Número 371
21 de julio de 2023
Capacita UAM en documentación y archivos a organizaciones LGBT+
*Como parte de la Jornada Letras fuera del armario, convocada por la Coordinación General de Difusión
Ana María Lozada Xochicale
Activistas de la diversidad sexual asistieron al Taller de documentación y archivos para organizaciones LGBT+, impartido en la Casa de la Primera Imprenta de América de la Universidad Autónoma Metropolitana (UAM), con el objetivo de aprender a recopilar y gestionar sus escritos o datos para poder socializarlos.
En la apertura de la actividad, que formó parte de la Jornada Letras fuera del armario –convocada por la Coordinación General de Difusión de la Casa abierta al tiempo y el Foro Cultural Somos Voces– el maestro Maai Ortiz subrayó la importancia de saber la manera correcta de almacenar los registros, porque “desafortunadamente las memorias e historias de la diversidad sexual han sido borradas”.

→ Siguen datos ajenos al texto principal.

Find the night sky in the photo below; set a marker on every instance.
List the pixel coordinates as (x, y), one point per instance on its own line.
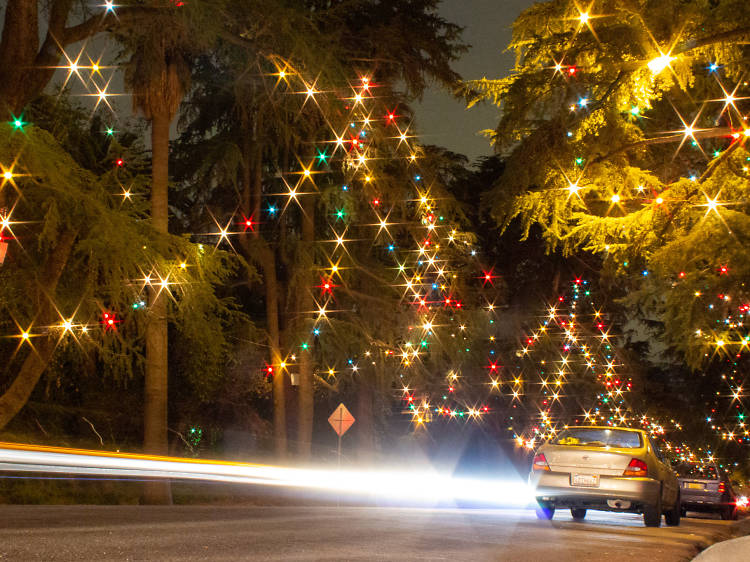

El coordinador de Somos Voces admitió que es muy difícil encontrar, por ejemplo, en un museo toda esta información. Por ello, “la UAM y el Foro Cultural se articularon para que especialistas como los del Centro Académico de la Memoria de Nuestra América (CAMeNA) de la Universidad Autónoma de la Ciudad de México (UACM) compartan su experiencia sobre el tema con el fin de que más gente sepa cómo clasificar, preservar y difundir su material”.
Sobre todo, “porque vimos que una de las problemáticas actuales de muchas organizaciones LGBT+ es que no tienen conocimientos para organizar su propia información guardada en papeles y fotografías, mucha de la cual está amontonada en cajas de cartón”, afirmó el doctorando en Humanidades por la Unidad Xochimilco.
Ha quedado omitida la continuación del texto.